In [1]:
import time
import tracemalloc
import torch
from transformers import Trainer, TrainingArguments, AutoTokenizer, AutoModelForSeq2SeqLM
from datasets import load_dataset
import evaluate
from langchain_ollama import OllamaLLM
import numpy as np
import pandas as pd

  from .autonotebook import tqdm as notebook_tqdm


In [2]:
ollama_model_name = "llama3.1:latest"
ollama_llm = OllamaLLM(model=ollama_model_name)

In [3]:
# Load dataset (e.g., 'wmt16' for translation)
dataset = load_dataset('wmt16', 'ro-en')

In [6]:
# Load tokenizer for the baseline BART model
tokenizer = AutoTokenizer.from_pretrained("facebook/bart-base")



In [7]:
# Tokenization function
def tokenize_function(examples):
    source_texts = [example['en'] for example in examples['translation']]
    return tokenizer(source_texts, truncation=True, padding="max_length", max_length=128)

# Apply tokenization to the dataset
tokenized_datasets = dataset.map(tokenize_function, batched=True)

In [8]:
def preprocess_function(examples):
    source_texts = [example['en'] for example in examples['translation']]
    target_texts = [example['ro'] for example in examples['translation']]
    
    model_inputs = tokenizer(source_texts, truncation=True, padding="max_length", max_length=128)
    
    # Tokenize Romanian texts as labels
    with tokenizer.as_target_tokenizer():
        labels = tokenizer(target_texts, truncation=True, padding="max_length", max_length=128)
    
    model_inputs["labels"] = labels["input_ids"]
    return model_inputs

In [9]:
# Take 10% of both train and validation datasets
sample_size_train = int(len(tokenized_datasets['train']) * 0.0001)
sample_size_eval = int(len(tokenized_datasets['validation']) * 0.01)

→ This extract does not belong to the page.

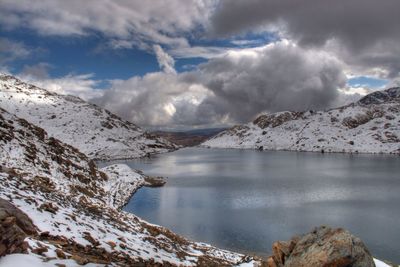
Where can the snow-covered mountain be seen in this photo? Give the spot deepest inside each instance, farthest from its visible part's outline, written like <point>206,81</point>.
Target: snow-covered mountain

tokenized_train_dataset = tokenized_datasets['train'].shuffle(seed=42).select(range(sample_size_train)).map(preprocess_function, batched=True)
tokenized_eval_dataset = tokenized_datasets['validation'].shuffle(seed=42).select(range(sample_size_eval)).map(preprocess_function, batched=True)

In [23]:
import nltk
from nltk.translate.bleu_score import sentence_bleu, SmoothingFunction
import torch.nn.functional as F

def evaluate_model(trainer, eval_dataset):
    # Generate predictions
    predictions = trainer.predict(eval_dataset).predictions
    logits = predictions[0]  # Assuming predictions is a tuple

    # Convert logits to probabilities and then get the predicted token IDs
    predicted_ids = torch.argmax(F.softmax(torch.tensor(logits), dim=-1), dim=-1).tolist()

    # Decode predictions
    decoded_preds = tokenizer.batch_decode(predicted_ids, skip_special_tokens=True)

    # Extract references from the evaluation dataset
    decoded_refs = tokenizer.batch_decode(eval_dataset['labels'], skip_special_tokens=True)

    # Initialize BLEU score accumulator
    total_bleu_score = 0
    num_sentences = len(decoded_preds)

    # Smoothing function
    smoothing_function = SmoothingFunction()

    for pred, ref in zip(decoded_preds, decoded_refs):
        # Tokenize predictions and references
        hypothesis = pred.split()  # Tokenization
        reference = ref.split()     # Tokenization

        # Compute BLEU score with smoothing
        BLEUscore = sentence_bleu([reference], hypothesis, smoothing_function=smoothing_function.method1)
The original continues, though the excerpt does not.